How often have you read a story, on-line or in print, that drones on and on, and after a full screen page or several, or after a whole bunch of printed paragraphs, you still don’t know what the story is? Seems to happen quite a lot. And what is your response? When the writer is keeping you in suspense for paragraph after paragraph, does that motivate you to keep reading? Or, after a certain number of paragraphs, do you just say “Fuck this writer and fuck this story, whatever it is” and give up reading it?
ETA: Oh. East Texas. Okay, then. Hope that alligator had a good meal.
Saw that once I read the story. One of the reasons I’m thinking beastliality could be a contributing factor.
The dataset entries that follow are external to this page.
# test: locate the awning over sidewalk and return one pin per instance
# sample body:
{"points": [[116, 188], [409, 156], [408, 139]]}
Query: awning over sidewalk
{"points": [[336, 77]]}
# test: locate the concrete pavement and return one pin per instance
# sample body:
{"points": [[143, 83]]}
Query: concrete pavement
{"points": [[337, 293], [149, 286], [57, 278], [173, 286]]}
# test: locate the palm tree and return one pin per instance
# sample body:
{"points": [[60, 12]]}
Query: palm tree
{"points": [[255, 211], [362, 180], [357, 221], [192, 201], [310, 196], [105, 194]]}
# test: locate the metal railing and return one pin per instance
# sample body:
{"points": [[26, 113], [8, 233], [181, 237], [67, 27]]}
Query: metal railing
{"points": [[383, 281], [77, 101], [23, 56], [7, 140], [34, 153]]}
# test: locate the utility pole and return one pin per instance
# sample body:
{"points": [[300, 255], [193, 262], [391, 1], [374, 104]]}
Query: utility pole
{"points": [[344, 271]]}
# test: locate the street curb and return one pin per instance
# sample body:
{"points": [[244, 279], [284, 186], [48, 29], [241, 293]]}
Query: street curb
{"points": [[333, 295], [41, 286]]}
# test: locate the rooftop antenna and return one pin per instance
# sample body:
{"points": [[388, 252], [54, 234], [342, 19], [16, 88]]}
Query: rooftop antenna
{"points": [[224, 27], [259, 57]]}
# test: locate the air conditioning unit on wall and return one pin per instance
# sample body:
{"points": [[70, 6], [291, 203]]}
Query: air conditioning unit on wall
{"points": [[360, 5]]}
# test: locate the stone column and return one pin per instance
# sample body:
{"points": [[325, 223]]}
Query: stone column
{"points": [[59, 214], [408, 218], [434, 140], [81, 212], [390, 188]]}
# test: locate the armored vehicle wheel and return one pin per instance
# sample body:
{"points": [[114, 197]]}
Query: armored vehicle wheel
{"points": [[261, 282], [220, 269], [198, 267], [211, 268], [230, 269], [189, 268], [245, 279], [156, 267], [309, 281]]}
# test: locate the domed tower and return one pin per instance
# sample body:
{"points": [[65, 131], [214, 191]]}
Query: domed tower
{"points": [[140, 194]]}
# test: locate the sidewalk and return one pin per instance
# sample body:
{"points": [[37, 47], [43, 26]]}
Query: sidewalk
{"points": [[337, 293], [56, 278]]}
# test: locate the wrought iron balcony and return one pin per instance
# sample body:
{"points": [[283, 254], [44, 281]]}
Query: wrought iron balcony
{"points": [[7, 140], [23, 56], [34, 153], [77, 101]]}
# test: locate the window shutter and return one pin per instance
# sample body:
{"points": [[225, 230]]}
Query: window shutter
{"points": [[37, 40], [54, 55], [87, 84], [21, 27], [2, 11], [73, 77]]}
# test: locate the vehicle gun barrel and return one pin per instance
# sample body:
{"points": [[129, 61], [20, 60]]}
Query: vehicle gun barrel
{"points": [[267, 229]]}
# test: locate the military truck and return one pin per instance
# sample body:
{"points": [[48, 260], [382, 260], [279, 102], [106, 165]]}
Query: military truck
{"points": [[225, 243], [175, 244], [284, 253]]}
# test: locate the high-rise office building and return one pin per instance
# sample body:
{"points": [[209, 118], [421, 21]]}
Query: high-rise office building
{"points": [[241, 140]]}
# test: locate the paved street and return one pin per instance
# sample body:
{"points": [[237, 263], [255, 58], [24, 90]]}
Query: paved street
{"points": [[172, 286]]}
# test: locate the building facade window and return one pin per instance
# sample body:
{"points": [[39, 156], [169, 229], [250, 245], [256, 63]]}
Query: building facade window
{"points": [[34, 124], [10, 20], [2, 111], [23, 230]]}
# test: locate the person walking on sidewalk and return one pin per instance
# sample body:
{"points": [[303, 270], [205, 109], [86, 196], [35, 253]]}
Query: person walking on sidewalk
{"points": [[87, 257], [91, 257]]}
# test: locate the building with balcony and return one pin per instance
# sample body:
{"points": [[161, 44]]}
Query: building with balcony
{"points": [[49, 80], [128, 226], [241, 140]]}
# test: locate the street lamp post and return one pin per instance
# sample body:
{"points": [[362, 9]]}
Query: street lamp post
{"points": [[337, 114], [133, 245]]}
Years ago, I was riding the subway next to a guy reading the NY Post. I glanced over and saw a perfect headline of a short article that told the whole story:
Naked Priest Defrocked
I never have been able to locate the article online, or otherwise learned any details, but with that headline, do you really need to know any more?
I routinely skip the first paragraph of news stories, because they tend to introduce me to a random person that I don’t need to know anything about to understand the story. I’m looking for news, not human interest stories.
(Not real journalism, but sometimes it’s hard to tell the difference:) )
It’s satire, but for pretty much any ‘news’ article in theonion.com , all you need to read is the headline.
I am thinking of that immortal headline of the 1970s…
“headless body in topless bar”
I don’t want to poke fun at the dead but the victim looks exactly like you would assume.
What makes this story interesting to me is that I grew up right on the Louisiana/East Texas border and he managed to pull off something that almost never happens. The last fatal alligator attack in East Texas was about 200 years ago. Louisiana alligator fatalities are incredibly rare as well. All of us in the area routinely swam and waded in alligator infested waters without much worry. You do keep an eye on them of course but most people assumed they would never get attacked much less killed by one. Florida alligators can be assholes and they eat people and smaller dogs on occasion but Louisiana and East Texas alligators are generally chill and the stoners of the crocodilian world. It is pretty impressive for an adult to manage to get killed by one. The speed at which it happened makes me wonder if he managed to jump right on top of it while it was submerged intentionally or otherwise.
I agree with the killed qualifier, but we definitely have attacks. A very saddened young boy recently swam in the local pond one too many times around here. They killed the gator and retrieved the arm, but it was too late to re-attach. Kudos to the doctors for at least considering the effort…
My favorite near-local one - “LASAGNA WAS EVERYWHERE”.
That would make a most excellent sig, Sir or Madame.
Yet the gator killed him without using Tabasco sauce. Must have left a bad taste in the gator’s mouth without the sauce.
Some one whacked the alligator.
“Game wardens say a 400-pound, 11-foot 2-inch alligator was found dead of a gunshot wound to the head after a group of men claimed to have trapped and shot it. The men were not on scene when game wardens arrived.” (Wisely so.)
"Judge Rodney Price said the alligator had body parts belonging to Woodward, KBMT reports. " :dubious:
Journalism has switched from being a primarily print medium to the Internet. And what is the Internet all about? Putting ads in front of eyes. The way to do that is to craft a headline that makes people want to find out what that headline is all about, then put the gist of the article on the third (or fourth, etc.) page so that hte viewer gets to see more advertisements. By the time the reader gets frustrated about not seeing the meat of the article and just closes the browser, they’ve already seen as many ads as they would have seen watching a half-hour TV show.